Mike: I still look back and I think it's been a journey that had the hand of God on it right from the beginning. I'd been a Christian for three and a half years and I have to tell you that my Christian journey was a very slow one. I was like one of those big super tankers; I took a long time to turn round. I was still doing the dodgy dealings because I still felt that I needed to have that status in my life. Then a couple in the church called Eddie and Barbara Askew came up to me and said to me that God was telling them that they had to come and tell me that he wanted me as a Baptist minister, which I had to laugh at. By that time I could just about read; I couldn't read well; I couldn't write properly and I'd never written a statement or an essay or anything like that in my life. I knew that if I went off to train I'd have to do all that, so it was ludicrous. Besides why does God want someone like me, with my background and with all that I was still doing sadly, as a Baptist minister?

Heather: Did you ever get an answer to that question, why did God want you?

Mike: The last 25 years have been a testimony to that in the sense that I've been in four churches and I believe that my ministry there has been an encouragement to others as well as a challenge to me. I believe that God has used us. In those moments and I think I've said it before, sometimes we have to stand aside and let God do the work. Sometimes we want to do it all and it's knowing when to do that. There have been ups and downs in the last 25 years, but I've really enjoyed it. It all started because in the end when people kept on saying to me this is what God wants you to do, I challenged God. I said to God, if you want me to be a Baptist minister you'll have to have me training as a Baptist minister by this September and we were in the April/May time. I knew that was impossible; with the Baptist system that could not happen, no way. Well in the September that year I was training as a Baptist minister and I was a student minister in a church in Bradford. Since then I have never ever challenged God because I know that when he wants something to happen he can make it happen and he did. So right back then he had grabbed my attention and he is still grabbing my attention even now.

Heather: There's one moment in time when you were a Baptist minister when something very significant happened in Warrington. Can you briefly share about that?

Mike: That was the Warrington bombings. I was a town centre minister and I was heavily involved in the hospital. I was called into the hospital because I was with the Free Church as a part-time chaplain. That started a whole new process of reconciliation. I was going backwards and forwards with my other colleagues to Northern Ireland and Southern Ireland and it really spoke to me personally as well about reconciliation and the need to reconcile with those who have hurt you.

Heather: What were you doing in that process in terms of going back to Ireland from Warrington?

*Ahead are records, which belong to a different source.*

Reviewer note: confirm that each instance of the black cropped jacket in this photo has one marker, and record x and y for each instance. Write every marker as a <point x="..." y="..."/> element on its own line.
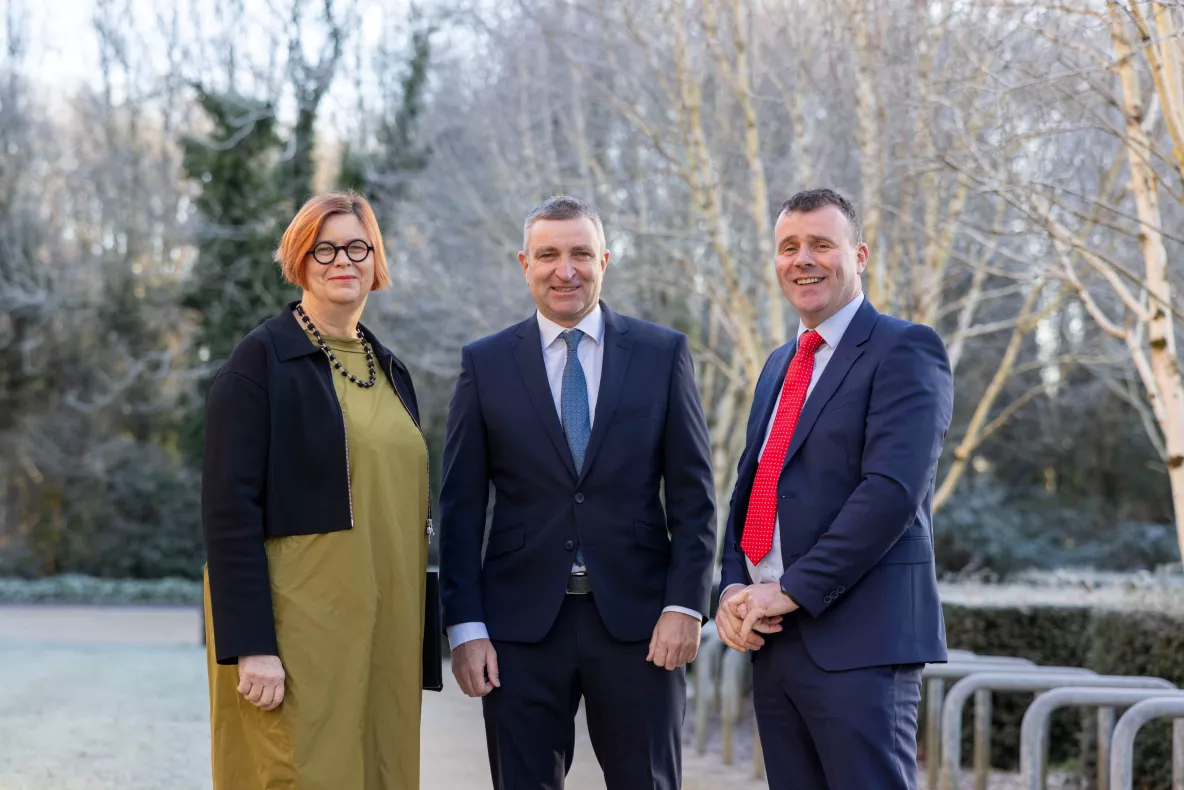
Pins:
<point x="275" y="464"/>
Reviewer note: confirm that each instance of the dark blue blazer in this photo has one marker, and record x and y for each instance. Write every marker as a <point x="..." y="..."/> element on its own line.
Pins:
<point x="856" y="494"/>
<point x="642" y="553"/>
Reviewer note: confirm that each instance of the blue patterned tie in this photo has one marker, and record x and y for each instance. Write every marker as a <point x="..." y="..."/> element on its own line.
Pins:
<point x="573" y="400"/>
<point x="573" y="405"/>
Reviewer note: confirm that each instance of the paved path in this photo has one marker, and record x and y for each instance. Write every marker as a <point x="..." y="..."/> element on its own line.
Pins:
<point x="96" y="698"/>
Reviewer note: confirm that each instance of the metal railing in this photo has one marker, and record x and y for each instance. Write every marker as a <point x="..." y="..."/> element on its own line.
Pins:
<point x="1123" y="744"/>
<point x="935" y="676"/>
<point x="1034" y="731"/>
<point x="1034" y="679"/>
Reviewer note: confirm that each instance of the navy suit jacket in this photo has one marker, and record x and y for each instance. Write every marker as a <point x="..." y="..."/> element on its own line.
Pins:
<point x="855" y="496"/>
<point x="649" y="443"/>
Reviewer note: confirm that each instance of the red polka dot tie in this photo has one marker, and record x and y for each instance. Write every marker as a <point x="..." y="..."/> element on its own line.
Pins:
<point x="758" y="526"/>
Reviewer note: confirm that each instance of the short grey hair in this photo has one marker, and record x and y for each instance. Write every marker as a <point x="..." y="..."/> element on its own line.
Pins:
<point x="561" y="206"/>
<point x="815" y="199"/>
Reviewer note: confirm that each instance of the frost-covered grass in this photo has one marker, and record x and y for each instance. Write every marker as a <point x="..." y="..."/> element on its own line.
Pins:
<point x="87" y="589"/>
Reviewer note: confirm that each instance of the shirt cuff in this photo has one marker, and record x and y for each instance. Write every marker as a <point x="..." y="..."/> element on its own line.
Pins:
<point x="734" y="584"/>
<point x="462" y="633"/>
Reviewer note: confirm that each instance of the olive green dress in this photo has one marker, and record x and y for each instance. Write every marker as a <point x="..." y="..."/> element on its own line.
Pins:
<point x="349" y="620"/>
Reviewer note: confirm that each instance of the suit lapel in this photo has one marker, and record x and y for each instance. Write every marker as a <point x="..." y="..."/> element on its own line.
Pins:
<point x="617" y="351"/>
<point x="849" y="349"/>
<point x="528" y="355"/>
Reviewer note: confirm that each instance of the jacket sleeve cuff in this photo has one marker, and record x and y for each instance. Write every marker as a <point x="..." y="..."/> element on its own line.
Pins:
<point x="683" y="610"/>
<point x="462" y="633"/>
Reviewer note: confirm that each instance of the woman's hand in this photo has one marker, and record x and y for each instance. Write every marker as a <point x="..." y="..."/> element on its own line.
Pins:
<point x="261" y="680"/>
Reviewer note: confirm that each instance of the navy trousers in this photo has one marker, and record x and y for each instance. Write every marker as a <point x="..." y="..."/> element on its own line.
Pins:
<point x="853" y="730"/>
<point x="635" y="710"/>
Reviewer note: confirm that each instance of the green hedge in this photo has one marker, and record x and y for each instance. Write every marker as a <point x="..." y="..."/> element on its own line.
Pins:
<point x="1111" y="642"/>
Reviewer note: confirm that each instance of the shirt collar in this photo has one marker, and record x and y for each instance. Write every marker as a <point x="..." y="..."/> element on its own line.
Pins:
<point x="835" y="327"/>
<point x="592" y="326"/>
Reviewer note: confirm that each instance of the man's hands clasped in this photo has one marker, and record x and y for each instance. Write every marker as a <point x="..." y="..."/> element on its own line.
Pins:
<point x="746" y="612"/>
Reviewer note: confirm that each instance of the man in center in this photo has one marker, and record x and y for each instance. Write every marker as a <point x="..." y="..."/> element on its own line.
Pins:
<point x="596" y="572"/>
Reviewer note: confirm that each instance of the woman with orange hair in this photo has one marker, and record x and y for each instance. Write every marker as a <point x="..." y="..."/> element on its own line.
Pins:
<point x="316" y="519"/>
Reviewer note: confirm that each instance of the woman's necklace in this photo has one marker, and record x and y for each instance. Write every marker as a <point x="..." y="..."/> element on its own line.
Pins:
<point x="333" y="358"/>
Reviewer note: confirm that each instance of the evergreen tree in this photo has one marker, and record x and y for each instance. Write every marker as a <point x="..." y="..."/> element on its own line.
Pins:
<point x="236" y="284"/>
<point x="384" y="173"/>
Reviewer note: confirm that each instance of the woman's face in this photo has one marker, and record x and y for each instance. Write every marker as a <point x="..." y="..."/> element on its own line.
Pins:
<point x="343" y="281"/>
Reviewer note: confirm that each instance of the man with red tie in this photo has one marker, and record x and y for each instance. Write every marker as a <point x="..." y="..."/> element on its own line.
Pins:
<point x="828" y="560"/>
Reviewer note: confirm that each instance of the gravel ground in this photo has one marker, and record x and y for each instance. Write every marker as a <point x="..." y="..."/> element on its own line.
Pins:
<point x="114" y="698"/>
<point x="102" y="698"/>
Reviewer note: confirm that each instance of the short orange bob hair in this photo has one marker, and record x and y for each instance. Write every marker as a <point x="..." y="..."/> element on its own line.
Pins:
<point x="301" y="235"/>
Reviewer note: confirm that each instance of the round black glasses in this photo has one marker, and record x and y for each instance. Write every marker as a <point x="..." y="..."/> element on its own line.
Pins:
<point x="327" y="254"/>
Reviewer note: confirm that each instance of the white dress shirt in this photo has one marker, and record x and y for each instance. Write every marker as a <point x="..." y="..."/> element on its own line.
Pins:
<point x="772" y="566"/>
<point x="554" y="359"/>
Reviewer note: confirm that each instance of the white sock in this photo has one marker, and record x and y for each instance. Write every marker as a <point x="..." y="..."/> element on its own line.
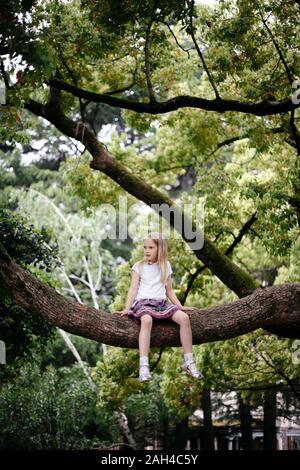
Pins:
<point x="144" y="361"/>
<point x="188" y="357"/>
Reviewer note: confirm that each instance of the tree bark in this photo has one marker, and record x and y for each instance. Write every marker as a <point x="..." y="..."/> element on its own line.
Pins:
<point x="238" y="280"/>
<point x="219" y="105"/>
<point x="181" y="434"/>
<point x="269" y="308"/>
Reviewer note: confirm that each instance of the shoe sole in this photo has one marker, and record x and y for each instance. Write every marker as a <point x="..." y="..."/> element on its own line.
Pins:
<point x="191" y="375"/>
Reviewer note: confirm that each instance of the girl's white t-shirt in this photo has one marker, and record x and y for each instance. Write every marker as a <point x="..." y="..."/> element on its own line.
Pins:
<point x="150" y="286"/>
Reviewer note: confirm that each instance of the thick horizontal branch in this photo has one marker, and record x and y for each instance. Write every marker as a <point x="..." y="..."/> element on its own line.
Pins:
<point x="277" y="306"/>
<point x="262" y="108"/>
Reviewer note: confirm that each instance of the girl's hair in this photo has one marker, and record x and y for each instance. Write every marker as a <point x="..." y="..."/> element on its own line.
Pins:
<point x="162" y="254"/>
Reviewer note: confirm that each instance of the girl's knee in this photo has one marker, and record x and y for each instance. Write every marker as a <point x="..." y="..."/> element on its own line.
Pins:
<point x="146" y="320"/>
<point x="183" y="318"/>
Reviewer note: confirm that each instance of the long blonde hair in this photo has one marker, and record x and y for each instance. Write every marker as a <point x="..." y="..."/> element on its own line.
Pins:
<point x="162" y="254"/>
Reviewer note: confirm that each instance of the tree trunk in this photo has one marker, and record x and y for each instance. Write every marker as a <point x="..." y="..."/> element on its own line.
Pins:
<point x="270" y="420"/>
<point x="181" y="434"/>
<point x="208" y="431"/>
<point x="246" y="424"/>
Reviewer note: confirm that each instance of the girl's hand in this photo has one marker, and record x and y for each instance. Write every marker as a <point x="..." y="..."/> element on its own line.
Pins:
<point x="122" y="312"/>
<point x="188" y="309"/>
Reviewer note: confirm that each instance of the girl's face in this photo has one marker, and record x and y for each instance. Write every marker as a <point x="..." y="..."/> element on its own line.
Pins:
<point x="150" y="250"/>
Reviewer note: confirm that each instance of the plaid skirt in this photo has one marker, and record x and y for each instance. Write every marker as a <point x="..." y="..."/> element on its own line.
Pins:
<point x="157" y="308"/>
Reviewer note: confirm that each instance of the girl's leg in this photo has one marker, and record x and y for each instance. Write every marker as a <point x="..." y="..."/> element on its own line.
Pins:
<point x="186" y="338"/>
<point x="145" y="335"/>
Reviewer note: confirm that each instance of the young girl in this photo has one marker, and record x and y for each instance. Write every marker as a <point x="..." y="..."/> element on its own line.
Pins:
<point x="151" y="282"/>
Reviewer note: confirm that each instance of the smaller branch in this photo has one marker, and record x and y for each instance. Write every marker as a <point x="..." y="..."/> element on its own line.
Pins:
<point x="176" y="40"/>
<point x="200" y="53"/>
<point x="242" y="232"/>
<point x="4" y="75"/>
<point x="147" y="65"/>
<point x="287" y="69"/>
<point x="246" y="227"/>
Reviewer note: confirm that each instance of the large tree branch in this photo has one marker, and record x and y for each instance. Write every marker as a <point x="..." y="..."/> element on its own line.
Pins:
<point x="262" y="108"/>
<point x="273" y="307"/>
<point x="229" y="250"/>
<point x="235" y="278"/>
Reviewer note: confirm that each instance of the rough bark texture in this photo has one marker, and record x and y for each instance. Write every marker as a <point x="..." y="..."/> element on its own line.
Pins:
<point x="266" y="308"/>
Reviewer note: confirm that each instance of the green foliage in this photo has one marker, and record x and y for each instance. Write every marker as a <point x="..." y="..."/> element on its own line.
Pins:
<point x="51" y="410"/>
<point x="25" y="244"/>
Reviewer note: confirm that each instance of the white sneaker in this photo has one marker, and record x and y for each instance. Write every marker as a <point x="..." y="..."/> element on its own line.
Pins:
<point x="191" y="369"/>
<point x="144" y="374"/>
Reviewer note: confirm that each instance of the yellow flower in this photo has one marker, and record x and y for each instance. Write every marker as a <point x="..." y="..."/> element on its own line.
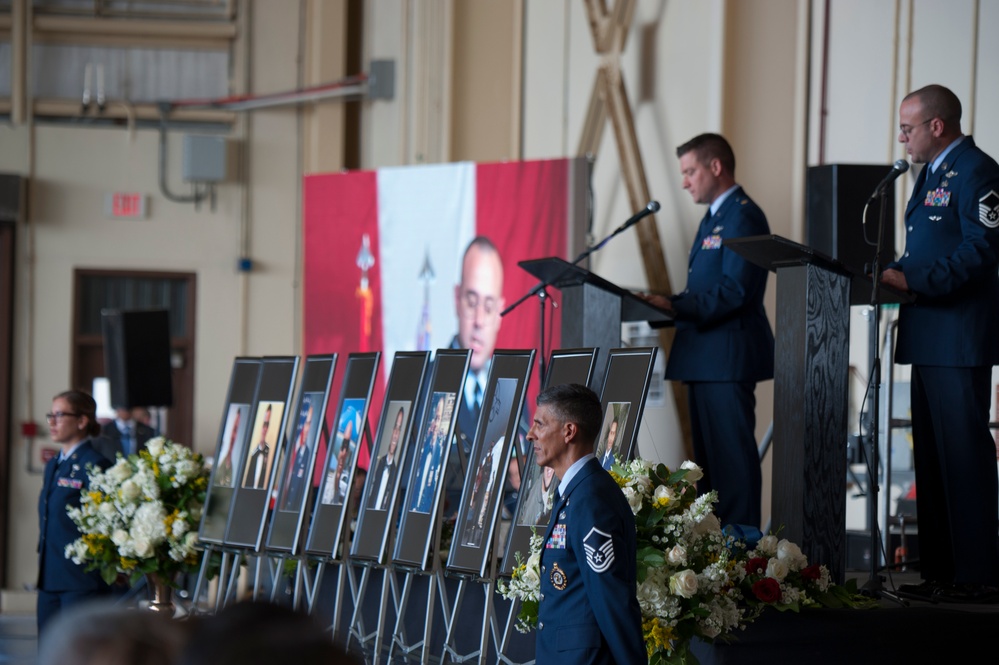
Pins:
<point x="657" y="636"/>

Mike: We were visiting particular churches. We met a variety of people from all walks of life; listening to their pain and their hurt and trying to understand where they're coming from; to understand this enormous problem that there was at that time in Northern Ireland.

Heather: How do you look at the whole process of this book coming out, from where you've come from? Was it a therapeutic process?

Mike: It's been many things. It's been in some parts a difficult journey. It's ok speaking about it, but then when I read it once pen had been put to paper and thought about it, is this really my life? Especially some of the difficult moments that the book goes back over and opening up old wounds. I did meet my mother later on, but I never saw my father again after I ran away. I've seen my older sister occasionally. My older brother I haven't seen for 25/30 years. My younger sister who ended up staying with my father was abused by him and became a drug addict and an alcoholic and she still is and here am I talking about the love of God and how that love can reach out and change people's lives. I just pray one day that someone will knock on her door and tell her about Christ and that she will respond to that and that her life will be transformed.